Quote from: Chris Savage on Jun 24, 2025, 03:04 AM"Atari's humble 8-bit engine just did its thing."

https://futurism.com/atari-beats-chatgpt-chess
Large Language Models (LLMs - https://en.wikipedia.org/wiki/Large_language_model) such as ChatGPT, and others, make me wary. My son uses AIs to help him with many things - "he" recently wrote a business plan that was pretty terrible, and after I showed him many mistakes he admitted that ChatGPT had written it. One of his friends uses it to help write sermons - I'm not sure that I would want to trust my eternal future on those sermons.

Just a few days ago, Hack-A-Day had an article with a link to an article about a study that shows that reliance on AI tends to block brain development (https://time.com/7295195/ai-chatgpt-google-learning-school/.) This is a large part of the prohibition against plagiarism - a person's brain cannot develop correctly when someone (or some thing) does the work for them.

Now, this article about an LLM losing at chess has a link to a related article where an LLM tells a "recovering drug addict" to take a little meth to get through the week (https://futurism.com/therapy-chatbot-addict-meth.) Meth is an incredibly potent and dangerous drug.
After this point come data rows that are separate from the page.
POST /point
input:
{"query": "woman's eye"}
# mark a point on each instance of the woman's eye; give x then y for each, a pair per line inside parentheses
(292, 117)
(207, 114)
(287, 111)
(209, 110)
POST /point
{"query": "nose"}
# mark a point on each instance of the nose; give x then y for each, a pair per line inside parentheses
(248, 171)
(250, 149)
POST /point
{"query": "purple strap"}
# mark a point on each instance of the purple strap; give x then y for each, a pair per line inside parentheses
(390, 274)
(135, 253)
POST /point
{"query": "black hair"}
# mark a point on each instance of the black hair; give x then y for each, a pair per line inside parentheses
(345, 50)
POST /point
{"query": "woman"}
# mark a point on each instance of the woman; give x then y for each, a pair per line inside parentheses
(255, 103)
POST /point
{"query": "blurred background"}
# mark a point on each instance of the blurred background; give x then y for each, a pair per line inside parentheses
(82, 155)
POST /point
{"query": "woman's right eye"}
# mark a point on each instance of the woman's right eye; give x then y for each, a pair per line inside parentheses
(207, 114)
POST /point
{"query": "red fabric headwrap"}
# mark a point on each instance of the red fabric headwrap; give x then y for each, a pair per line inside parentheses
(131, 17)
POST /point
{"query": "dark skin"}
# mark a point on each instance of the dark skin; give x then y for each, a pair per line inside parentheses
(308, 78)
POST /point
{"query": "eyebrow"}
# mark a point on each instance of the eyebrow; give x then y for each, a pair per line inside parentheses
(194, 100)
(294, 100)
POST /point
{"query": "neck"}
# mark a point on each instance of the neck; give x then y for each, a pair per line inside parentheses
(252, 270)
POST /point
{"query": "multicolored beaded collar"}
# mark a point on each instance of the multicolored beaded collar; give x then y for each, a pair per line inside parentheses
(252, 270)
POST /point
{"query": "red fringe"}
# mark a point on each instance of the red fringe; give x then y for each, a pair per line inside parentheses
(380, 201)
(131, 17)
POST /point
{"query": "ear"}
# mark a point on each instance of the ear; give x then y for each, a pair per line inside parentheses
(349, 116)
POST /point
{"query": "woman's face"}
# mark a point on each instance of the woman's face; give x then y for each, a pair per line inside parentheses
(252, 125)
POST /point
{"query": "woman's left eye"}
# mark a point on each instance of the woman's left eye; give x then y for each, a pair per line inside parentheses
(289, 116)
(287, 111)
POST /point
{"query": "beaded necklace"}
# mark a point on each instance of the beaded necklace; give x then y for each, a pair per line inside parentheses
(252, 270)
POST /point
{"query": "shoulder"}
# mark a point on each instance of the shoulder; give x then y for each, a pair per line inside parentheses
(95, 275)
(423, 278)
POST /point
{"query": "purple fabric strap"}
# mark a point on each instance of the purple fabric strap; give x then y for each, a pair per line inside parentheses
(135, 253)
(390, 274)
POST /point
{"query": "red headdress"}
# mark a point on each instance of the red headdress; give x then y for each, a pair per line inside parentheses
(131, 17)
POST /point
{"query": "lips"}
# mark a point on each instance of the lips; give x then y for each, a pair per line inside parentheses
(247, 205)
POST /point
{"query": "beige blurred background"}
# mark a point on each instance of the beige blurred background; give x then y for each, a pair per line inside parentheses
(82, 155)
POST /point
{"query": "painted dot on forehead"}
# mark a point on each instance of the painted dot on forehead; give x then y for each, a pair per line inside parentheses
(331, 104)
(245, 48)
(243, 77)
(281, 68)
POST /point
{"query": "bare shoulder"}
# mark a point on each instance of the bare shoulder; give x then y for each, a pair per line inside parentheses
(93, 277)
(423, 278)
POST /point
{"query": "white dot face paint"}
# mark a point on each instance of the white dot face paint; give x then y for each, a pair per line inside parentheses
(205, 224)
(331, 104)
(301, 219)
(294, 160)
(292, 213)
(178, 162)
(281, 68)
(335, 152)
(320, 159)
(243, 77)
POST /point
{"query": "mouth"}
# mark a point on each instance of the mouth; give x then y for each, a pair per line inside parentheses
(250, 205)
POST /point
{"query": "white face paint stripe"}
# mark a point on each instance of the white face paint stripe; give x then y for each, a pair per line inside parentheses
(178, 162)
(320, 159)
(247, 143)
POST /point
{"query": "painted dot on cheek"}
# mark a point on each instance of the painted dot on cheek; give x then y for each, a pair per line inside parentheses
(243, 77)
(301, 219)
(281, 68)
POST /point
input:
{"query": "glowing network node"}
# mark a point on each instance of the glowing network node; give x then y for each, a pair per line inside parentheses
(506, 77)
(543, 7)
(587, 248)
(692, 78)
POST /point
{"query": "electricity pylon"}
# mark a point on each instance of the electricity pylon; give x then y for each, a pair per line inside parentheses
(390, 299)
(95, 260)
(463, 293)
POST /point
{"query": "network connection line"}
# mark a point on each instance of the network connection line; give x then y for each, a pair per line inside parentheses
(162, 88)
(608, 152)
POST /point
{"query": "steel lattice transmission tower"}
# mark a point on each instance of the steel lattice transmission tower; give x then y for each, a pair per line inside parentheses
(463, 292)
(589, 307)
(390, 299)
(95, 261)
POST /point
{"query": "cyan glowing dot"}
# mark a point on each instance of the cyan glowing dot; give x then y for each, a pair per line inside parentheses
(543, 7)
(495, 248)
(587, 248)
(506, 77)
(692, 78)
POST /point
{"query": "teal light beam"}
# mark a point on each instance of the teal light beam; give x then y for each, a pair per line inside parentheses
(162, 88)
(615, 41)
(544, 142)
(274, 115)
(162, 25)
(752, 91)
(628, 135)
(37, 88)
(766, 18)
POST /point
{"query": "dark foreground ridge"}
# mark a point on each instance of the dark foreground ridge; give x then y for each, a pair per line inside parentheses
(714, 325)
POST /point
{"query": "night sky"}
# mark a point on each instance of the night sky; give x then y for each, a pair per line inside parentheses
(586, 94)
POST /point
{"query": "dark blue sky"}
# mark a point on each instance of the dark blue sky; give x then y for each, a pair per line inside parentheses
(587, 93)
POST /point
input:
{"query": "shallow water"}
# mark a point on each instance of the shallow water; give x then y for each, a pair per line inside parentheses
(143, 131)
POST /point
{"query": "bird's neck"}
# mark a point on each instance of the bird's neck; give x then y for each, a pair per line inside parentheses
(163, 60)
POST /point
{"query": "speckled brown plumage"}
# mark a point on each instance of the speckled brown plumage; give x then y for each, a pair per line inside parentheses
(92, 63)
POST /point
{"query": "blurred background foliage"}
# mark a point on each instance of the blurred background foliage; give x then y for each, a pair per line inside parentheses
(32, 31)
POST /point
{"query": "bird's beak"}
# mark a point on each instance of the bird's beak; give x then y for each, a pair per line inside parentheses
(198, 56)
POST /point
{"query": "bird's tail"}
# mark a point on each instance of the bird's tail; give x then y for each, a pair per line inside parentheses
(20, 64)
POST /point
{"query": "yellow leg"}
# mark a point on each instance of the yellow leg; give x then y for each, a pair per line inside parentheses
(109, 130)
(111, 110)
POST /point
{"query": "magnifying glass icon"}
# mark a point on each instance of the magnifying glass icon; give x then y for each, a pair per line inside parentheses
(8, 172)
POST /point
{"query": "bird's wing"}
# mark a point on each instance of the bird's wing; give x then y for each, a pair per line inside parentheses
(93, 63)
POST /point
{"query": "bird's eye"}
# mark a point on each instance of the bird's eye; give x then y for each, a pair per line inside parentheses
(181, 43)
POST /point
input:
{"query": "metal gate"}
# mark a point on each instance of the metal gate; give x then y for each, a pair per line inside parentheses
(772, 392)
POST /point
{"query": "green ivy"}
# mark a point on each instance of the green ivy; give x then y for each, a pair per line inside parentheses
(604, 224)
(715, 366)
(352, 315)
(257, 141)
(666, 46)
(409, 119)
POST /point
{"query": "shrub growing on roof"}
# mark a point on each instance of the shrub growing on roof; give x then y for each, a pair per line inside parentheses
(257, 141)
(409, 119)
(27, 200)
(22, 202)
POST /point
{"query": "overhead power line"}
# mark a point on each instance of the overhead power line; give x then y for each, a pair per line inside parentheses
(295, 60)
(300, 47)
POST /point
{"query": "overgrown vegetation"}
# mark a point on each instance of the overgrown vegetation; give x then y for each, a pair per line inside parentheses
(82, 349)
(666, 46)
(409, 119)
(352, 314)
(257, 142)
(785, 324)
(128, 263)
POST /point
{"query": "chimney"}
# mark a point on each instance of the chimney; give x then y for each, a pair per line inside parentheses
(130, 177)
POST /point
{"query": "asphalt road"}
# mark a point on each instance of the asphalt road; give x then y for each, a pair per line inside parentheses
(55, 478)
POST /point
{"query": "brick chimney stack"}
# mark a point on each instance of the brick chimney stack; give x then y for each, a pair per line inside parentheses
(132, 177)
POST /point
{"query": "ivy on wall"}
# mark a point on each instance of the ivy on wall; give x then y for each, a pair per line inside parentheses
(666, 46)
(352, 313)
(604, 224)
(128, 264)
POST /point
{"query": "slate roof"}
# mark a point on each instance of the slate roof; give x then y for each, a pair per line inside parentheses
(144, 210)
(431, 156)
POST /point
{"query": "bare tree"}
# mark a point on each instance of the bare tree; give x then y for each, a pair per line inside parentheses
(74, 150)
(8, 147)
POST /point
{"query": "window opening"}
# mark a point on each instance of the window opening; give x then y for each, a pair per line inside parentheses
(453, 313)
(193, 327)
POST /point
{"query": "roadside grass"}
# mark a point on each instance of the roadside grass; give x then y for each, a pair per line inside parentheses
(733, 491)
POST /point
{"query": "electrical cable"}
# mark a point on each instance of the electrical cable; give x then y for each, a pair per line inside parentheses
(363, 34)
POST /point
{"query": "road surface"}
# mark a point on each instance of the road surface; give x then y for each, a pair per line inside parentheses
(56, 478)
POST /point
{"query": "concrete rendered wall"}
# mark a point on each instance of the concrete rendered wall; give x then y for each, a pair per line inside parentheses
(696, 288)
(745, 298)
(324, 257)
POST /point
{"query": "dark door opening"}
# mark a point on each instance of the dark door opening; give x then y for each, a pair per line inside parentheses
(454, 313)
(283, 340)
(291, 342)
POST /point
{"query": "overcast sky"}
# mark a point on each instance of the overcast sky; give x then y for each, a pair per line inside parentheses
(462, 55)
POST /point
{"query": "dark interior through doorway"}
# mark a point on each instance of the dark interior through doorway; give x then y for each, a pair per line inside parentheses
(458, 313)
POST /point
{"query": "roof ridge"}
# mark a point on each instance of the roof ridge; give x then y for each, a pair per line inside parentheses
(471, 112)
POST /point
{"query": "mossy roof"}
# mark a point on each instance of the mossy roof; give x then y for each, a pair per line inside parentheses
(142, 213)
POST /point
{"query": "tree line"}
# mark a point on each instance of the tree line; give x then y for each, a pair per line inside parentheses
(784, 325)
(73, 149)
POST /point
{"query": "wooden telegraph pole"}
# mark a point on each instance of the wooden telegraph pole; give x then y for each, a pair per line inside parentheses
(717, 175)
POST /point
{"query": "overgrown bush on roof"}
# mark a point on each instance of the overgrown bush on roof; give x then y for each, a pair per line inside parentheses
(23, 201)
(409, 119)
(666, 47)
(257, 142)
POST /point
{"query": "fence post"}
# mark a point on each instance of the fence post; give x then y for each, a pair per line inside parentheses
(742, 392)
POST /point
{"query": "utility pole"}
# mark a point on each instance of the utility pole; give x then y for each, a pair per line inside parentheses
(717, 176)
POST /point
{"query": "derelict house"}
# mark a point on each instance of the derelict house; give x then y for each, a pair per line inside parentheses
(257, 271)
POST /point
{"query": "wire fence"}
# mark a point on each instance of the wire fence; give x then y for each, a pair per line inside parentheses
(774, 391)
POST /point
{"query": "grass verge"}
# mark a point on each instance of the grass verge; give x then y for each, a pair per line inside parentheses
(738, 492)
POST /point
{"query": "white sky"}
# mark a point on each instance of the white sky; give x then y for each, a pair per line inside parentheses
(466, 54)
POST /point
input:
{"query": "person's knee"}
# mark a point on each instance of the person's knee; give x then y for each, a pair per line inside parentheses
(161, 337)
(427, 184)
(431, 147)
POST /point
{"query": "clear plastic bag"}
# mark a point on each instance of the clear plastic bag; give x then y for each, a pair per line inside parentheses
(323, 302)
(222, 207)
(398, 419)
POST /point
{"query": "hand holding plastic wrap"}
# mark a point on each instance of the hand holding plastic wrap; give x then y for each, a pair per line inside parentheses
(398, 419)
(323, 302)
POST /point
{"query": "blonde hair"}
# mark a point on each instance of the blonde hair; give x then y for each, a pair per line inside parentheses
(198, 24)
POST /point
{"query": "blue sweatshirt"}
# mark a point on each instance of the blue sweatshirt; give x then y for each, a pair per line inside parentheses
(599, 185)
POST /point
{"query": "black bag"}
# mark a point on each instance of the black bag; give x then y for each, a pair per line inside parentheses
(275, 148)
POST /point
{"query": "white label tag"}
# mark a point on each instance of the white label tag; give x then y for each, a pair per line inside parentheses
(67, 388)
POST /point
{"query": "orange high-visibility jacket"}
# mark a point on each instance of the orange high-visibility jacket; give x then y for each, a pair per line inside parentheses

It is not so much that these "AI" programs give this kind of horrible advise - a program cannot really understand the consequences of what it is saying. It is the user's trust in them that is causing the harm. I've seen many people use LLMs to help them with different tasks, and it worries me. It's too easy to confuse Artificial Intelligence with real intelligence.

Chris Savage

Quote from: granz on Jun 24, 2025, 06:57 AMMy son uses AIs to help him with many things - "he" recently wrote a business plan that was pretty terrible, and after I showed him many mistakes he admitted that ChatGPT had written it. One of his friends uses it to help write sermons - I'm not sure that I would want to trust my eternal future on those sermons. Just a few days ago, Hack-A-Day had an article with a link to an article about a study that shows that reliance on AI tends to block brain development

As I was reading the first paragraph to your reply, my mind was already writing a reply in my head to mention the brain development study, and there it was in your second paragraph.

Quote from: granz on Jun 24, 2025, 06:57 AMNow, this article about an LLM losing at chess has a link to a related article where an LLM tells a "recovering drug addict" to take a little meth to get through the week. Meth is an incredibly potent and dangerous drug.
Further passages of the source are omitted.